Став вдруг красным, как вареный рак, Конфеткин на повышенных тонах принялся вещать о том, что нынешняя молодежь приходит на все готовое и хочет всего сразу, не то что в свое время они, беззаветные покорители Арктики. Что всяким там инженеришкам невдомек, каково живется простому труженику, лишенному в жизни и женщин, и водки, и цветного телевизора, в общем, всего самого необходимого, и который к тому же обязан снабжать и без того счастливых молодых людей меховыми куртками, право на которые, конечно же, имеет только беззаветный заполярный герой. Просто черт знает что такое эти теперешние нормы выдачи! Одним словом, прекрасно походишь в фуфайке, потому что нужного мехового пальто на складе нет, хотя оно, конечно, и числится. Но ничего удивительного в этом нет, молодой человек! Усушка, утруска и три процента на «не стандарт»! Потом перевозбуждившийся от собственных зажигательных речей Конфеткин стал предлагать Щербину забыть о меховщине, хлопнуть с ним за знакомство по стопке спирта, закусив малосольной рыбкой, и только для него, дяди Коли, подписать накладную с несуществующим меховым пальто. Он вдохновенно говорил ошалевшему от такого напора Щербину о том, что мог бы сейчас — имеет на это заслуженное право! — вписать ему в накладную еще и трактор или гусеничный тягач, но как человек благородный не делает этого, понимая, что за трактор с тягачом Щербина по голове не погладят. Щербин, очень хотевший и спирта, и малосольной рыбы, поскольку с утра съел только галету, однако наотрез отказывался подписать бумажку, в которой черным по белому зияло несуществующее меховое пальто. Обескураженный таким к себе отношением удаленный член партийного бюро чуть не плакал от обиды. Хотя, что обижаться?! Ведь Щербин, так и быть, согласился забрать со склада вместо полагающегося ему нового пухового спальника старый, густо пропитанный запахом самого Николая Васильевича.

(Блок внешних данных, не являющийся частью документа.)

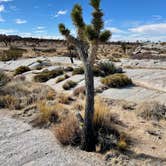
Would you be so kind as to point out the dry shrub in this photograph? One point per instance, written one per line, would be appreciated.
(152, 111)
(68, 132)
(116, 81)
(101, 113)
(26, 92)
(21, 70)
(79, 90)
(60, 79)
(51, 95)
(47, 114)
(64, 98)
(10, 102)
(3, 79)
(46, 75)
(69, 85)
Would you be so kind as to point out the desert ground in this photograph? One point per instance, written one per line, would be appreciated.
(136, 113)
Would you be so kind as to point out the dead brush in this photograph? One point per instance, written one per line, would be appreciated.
(68, 132)
(101, 114)
(64, 98)
(10, 102)
(47, 114)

И все же дядя Коля нашел способ не отдавать Щербину новое меховое пальто. Уже вечером, когда Щербин в сыром балке набивал свой рюкзак полученным у Конфеткина добром, смирившись с тем, что полетит на остров без меховщины, к нему в отсек заглянул Николай Васильевич и шепотом пригласил следовать за собой. И в самом сердце своих закромов, в еще одной, но уже тайной каптерке он со словами: «Отрываю от сердца!» — по-царски швырнул под ноги Щербину потертое меховое пальто. И не какое-то там, сшитое из кусочков овчины пальтишко, а цельное, с плотным, желтым по краям мехом и вытертой до белизны на локтях кирзой. Щербин примерил царский подарок — пальто, впитавшее в себя пыль десятилетий, было широким и теплым, как объятия полярника, — и подписал накладную на маленьком столике, куда из основной каптерки переехали тарелка с малосольной рыбой и бутылка спирта с двумя стаканами. Глядя на куски гольца, Щербин глупо улыбался, глотая слюну. Однако просиявший, как майский день, Конфеткин вдруг решительно встал между накрытым столом и Щербиным и животом выдавил последнего за дверь, для верности повернув ключ в дверной скважине на четыре оборота. И Щербин потащился к себе в балок дожевывать галеты. Но у самых дверей его все же настиг коварный каптенармус.